Reid is a Catholic widower and Adler is a divorcee who directs what are called sexually-explicit art-house movies. She is best known for the award-winning Under the Skin, the tale of a teenage nymphomaniac.

In an interview last year, Reid described the video she made of his election campaign: "It should be called Not the General Election. She managed to miss every conceivable important event and it became something of a joke between us. Carine is interested in emotions and relationship and feelings rather than being well-organised or Stalinist. So you could predict that when anything exciting happened, the camera had been forgotten, the battery had run down or the film was not there."

Stalinist? New Labour?

From Stormont to India

Last Friday, John Hume was awarded India's biggest honour - the Mahatma Gandhi Peace Prize - and spent eight days in the country, accompanied by Ambassador Philip McDonagh, talking on conflict resolution. He met many Irish religious working there and came away hugely impressed with their contribution.
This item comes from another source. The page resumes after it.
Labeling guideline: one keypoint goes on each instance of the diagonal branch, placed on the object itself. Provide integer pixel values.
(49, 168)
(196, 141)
In Sri Lanka, Hume had talks with President Chandrika Cumaratung, daughter of the famous Mrs Bandrianika. When she noticed the red button in his lapel denoting a Chevalier de la Légion d'honneur, she spoke in French. It was, McDonagh told Quidnunc, the greatest blow for French as a world language since John Knox conversed in French with Mary Queen of Scots. The meeting was in the old Colombo house of the island's governor and there was speculation among the participants as to whether Lady Gregory had lived there with her husband Sir William Gregory, governor of Ceylon.

At a reception for Hume in the ambassador's residence in Delhi, the British high commissioner Sir Rob Young and McDonagh agreed to appear in Oscar Wilde's The Importance of Being Earnest in the spring, with the scenes moving between the British garden and the Irish residence.

Bringing Europe closer

Members of the Oireachtas, in a non-party sense, are seeking one of their number to fill the third Irish place at the great new European convention which opens in Brussels on March 1st. Under chairman Valéry Giscard d'Estaing, it is designed to examine issues for the 2004 Inter Governmental Conference (IGC). The problem is they are looking for someone who will be re-elected here in May but will be freely available now for Europe meetings and won't spend all the time campaigning. It rules out many - Des O'Malley on the first criteria. The convention will be concerned with how the Union is moving forward and in bringing it closer to the people.

Each member-state sends three delegates - a government nominee and two elected parliamentarians - and there are delegates also from the candidates states, the Parliament and the Commission. An interim report is expected in time for the Barcelona summit in June.

The Government has already nominated former commissioner Ray MacSharry, whom one Eurocrat described as an excellent choice in that he knows the ropes and is considered a tough cookie. Fine Gael is putting forward John Bruton, former taoiseach, well-known Europhile and a vice-president of the Christian Democrats. A high-powered team, so far, likely to commandrespect at rough negotiations. However, a whips' meeting on Wednesday night failed to reach agreement on the third nominee.

The Greens and Sinn Féin, who have three TDs between them, want an anti-Nice person but the chances of that are nil and zero.

Nominations were supposed to be in Brussels by last Friday. Further whips' meetings are planned.

Castro castigation

The great and the good from Ireland gathered on Monday for a dinner hosted by the Smurfit Business School at the Waldorf Astoria in New York, as part of the World Economic Forum. Mark Durkan, Gerry Adams, David Ervine, Sean O hUiginn and Irish consul in New York, Eugene Hutchinson, were all there. David Trimble, who had attended the debate earlier on the peace process did not turn up. As the guests were leaving, Myles Ambrose, a well-known fundraiser for the Republican Party, loudly berated Adams for going to Cuba and letting the side down. "I had to make a judgment call," replied Adams.

On his US visit, Adams got a lot of stick from friend and foe, but mostly friend, and it is generally viewed that he greatly underestimated the amount of anti-Fidel Castro feeling among conservative supporters, long stalwarts of Sinn Féin and a united Ireland.